Alternative biological treatments, such as growth factors, cell transplantation, and gene therapy [7], [8], are under active investigation. Intervertebral disc degeneration is a complex process involving desiccation and loss of cellularity and extracellular matrix within the nucleus pulposus (NP) [9], [10], and the rationale for cell-based therapy is to repopulate the disc so that the cells can renew synthesis of extracellular matrix and regenerate a biologically active environment. Cultured human amniocytes can be induced to differentiate into ectodermal and mesodermal cell types in vitro (including neuronal and osteogenic cells) even after several decades of cryopreservation [11]. In addition to cells found in the amniotic fluid, research has also focused on cells derived from Wharton's jelly [12], umbilical cord blood [13], and the placenta [14], [15]. Human postpartum umbilical cord tissue is an attractive cell source because the cells are easily harvested from tissue that is abundantly available and otherwise discarded, as it is generated with every childbirth. Donor cords are easily collected without putting the donor at risk, and the cells do not carry the ethical conflicts that are associated with embryonic stem cells or fetal cells. Another advantage to human umbilical tissue–derived cells (hUTC) is that they can be manufactured from a single donor under Good Manufacturing Process regulations to create large cell banks that may be used as needed. Human umbilical tissue–derived cells have recently been shown to secrete brain derived neurotrophic factor (a nerve growth factor) in vitro [16] and to reduce neurologic deficits in a rodent model of stroke after intravenous administration [17]. These studies demonstrate that transplanted hUTC are able to elicit a biological response.

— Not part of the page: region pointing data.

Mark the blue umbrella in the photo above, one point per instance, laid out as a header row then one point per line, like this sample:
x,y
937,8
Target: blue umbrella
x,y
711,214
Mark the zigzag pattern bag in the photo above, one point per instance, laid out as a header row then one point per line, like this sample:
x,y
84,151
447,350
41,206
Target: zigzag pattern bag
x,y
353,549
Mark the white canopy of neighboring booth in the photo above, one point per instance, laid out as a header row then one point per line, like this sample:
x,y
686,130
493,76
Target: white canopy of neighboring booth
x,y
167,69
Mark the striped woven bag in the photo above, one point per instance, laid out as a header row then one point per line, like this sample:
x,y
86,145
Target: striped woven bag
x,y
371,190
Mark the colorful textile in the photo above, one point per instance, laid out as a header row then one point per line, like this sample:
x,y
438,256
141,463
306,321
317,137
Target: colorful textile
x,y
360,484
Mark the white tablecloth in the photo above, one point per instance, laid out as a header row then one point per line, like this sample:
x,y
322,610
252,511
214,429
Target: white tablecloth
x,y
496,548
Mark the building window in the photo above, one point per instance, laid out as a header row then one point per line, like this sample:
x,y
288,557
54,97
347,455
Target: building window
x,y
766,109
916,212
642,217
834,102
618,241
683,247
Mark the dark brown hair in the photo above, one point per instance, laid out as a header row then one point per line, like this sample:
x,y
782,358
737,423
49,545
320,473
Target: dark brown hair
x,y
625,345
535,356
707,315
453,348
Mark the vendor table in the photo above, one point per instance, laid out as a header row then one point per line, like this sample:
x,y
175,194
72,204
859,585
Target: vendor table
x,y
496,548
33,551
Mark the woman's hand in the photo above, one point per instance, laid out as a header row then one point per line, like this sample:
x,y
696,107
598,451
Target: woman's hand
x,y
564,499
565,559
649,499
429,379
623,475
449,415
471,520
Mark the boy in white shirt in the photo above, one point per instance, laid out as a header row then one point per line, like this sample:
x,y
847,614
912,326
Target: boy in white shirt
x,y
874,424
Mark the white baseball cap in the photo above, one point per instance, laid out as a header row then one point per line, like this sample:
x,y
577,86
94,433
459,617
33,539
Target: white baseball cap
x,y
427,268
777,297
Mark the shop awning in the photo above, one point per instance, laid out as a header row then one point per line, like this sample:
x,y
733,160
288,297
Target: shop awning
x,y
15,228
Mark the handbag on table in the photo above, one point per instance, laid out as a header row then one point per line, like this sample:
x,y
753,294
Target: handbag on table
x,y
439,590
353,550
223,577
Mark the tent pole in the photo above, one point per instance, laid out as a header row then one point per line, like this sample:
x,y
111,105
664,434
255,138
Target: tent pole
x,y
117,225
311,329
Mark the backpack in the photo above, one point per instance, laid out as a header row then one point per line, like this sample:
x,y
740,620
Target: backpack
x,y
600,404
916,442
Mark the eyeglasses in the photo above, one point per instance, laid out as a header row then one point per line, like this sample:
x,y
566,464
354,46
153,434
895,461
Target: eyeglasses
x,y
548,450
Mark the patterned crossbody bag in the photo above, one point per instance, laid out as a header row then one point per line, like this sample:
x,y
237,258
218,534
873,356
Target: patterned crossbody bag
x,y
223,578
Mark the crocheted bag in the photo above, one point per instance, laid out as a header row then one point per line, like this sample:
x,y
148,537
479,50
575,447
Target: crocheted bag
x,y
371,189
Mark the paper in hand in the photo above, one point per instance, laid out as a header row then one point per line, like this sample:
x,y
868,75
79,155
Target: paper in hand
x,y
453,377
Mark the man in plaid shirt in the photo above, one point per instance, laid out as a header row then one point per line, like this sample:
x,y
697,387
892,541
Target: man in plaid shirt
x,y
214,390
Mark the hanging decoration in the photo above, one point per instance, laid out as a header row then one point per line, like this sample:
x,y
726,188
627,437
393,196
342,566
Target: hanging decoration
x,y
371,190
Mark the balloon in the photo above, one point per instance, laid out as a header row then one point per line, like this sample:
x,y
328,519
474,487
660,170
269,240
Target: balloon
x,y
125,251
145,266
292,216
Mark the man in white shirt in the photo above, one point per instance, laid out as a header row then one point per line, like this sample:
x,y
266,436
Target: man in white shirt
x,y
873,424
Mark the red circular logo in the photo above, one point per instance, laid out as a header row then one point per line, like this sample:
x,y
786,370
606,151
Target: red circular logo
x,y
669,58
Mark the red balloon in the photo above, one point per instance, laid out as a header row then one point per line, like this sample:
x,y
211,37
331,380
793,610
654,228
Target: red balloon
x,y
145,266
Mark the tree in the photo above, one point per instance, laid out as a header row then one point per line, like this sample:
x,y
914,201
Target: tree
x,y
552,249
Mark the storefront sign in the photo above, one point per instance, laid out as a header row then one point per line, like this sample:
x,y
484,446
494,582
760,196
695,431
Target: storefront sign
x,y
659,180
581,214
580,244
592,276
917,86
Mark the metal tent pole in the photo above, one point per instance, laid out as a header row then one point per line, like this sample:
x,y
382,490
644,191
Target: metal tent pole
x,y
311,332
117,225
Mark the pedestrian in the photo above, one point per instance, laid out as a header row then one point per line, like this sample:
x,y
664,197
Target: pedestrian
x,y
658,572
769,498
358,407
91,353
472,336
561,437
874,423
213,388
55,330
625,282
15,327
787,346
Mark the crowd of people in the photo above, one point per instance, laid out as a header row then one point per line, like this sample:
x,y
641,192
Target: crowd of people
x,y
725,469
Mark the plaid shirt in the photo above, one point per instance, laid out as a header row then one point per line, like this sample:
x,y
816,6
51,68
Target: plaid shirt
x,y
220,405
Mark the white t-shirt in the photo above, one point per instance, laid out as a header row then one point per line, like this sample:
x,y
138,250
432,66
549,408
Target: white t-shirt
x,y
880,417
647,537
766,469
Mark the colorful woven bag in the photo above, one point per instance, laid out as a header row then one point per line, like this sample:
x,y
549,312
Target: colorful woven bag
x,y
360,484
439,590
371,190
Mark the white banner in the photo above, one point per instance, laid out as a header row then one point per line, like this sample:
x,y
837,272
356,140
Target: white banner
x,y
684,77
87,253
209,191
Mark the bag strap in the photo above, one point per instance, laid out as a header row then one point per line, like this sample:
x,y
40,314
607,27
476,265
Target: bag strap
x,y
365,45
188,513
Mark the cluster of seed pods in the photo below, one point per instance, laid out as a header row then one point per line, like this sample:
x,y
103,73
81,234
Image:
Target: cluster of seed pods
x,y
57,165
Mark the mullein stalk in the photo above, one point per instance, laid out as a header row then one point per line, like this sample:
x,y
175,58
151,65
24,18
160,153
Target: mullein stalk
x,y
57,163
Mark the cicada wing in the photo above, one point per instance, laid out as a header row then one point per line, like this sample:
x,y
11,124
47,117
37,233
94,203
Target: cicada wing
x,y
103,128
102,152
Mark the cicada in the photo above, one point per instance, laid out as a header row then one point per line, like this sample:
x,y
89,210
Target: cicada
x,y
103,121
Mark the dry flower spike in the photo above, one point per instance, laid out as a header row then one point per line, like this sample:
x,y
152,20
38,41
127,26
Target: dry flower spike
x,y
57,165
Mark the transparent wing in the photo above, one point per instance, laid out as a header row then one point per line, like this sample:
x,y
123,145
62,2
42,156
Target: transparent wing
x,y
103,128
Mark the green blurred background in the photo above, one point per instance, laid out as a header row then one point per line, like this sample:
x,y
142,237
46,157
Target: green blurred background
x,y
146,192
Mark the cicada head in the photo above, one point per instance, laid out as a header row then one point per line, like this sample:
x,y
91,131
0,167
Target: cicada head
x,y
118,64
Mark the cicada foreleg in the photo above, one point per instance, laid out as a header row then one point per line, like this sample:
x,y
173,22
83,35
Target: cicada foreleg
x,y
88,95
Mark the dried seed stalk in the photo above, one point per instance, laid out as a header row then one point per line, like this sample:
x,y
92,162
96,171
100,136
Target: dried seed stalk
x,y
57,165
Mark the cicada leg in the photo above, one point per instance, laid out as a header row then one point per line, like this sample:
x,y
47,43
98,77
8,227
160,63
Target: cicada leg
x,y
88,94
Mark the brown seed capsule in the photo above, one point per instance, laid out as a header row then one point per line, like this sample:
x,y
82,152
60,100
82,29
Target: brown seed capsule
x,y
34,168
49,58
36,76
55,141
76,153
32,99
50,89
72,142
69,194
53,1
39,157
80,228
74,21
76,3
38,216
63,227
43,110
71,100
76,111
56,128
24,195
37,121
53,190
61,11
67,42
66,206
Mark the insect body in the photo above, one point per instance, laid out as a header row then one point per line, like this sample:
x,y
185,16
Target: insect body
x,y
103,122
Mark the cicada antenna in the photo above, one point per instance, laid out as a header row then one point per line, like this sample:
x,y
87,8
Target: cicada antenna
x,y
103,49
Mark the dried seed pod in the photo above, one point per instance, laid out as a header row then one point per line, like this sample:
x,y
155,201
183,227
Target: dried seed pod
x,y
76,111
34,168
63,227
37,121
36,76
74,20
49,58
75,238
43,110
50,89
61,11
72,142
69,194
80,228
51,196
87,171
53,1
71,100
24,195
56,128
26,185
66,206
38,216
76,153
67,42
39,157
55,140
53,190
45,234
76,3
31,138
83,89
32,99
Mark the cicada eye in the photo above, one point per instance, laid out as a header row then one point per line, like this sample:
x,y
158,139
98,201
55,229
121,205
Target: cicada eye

Hydrogel NP replacement technology is also an active area of investigation. As the disc degenerates, the loss of disc height leads to an increased pressure on the facets and altered mechanical properties [18]. Hydrogels injected into the NP space can help restore the disc height (thereby normalizing biomechanical properties), and provide a scaffold for native cells to repopulate the disc and regenerate extracellular matrix [19], [20].

In this study we investigate the utility of injecting hUTC directly into the NP in a surgical in vivo model of IDD. The hUTC were injected with and without a hydrogel carrier. This study is among the first to quantify the magnetic resonance imaging (MRI) and biomechanical responses to treatment in this degeneration model. We hypothesize that treating the degenerating IVD with either hUTC or a hydrogel carrier will slow the course of degeneration and that treating the disc with a combination of cells in a hydrogel carrier will have a more salutary effect than either intervention alone.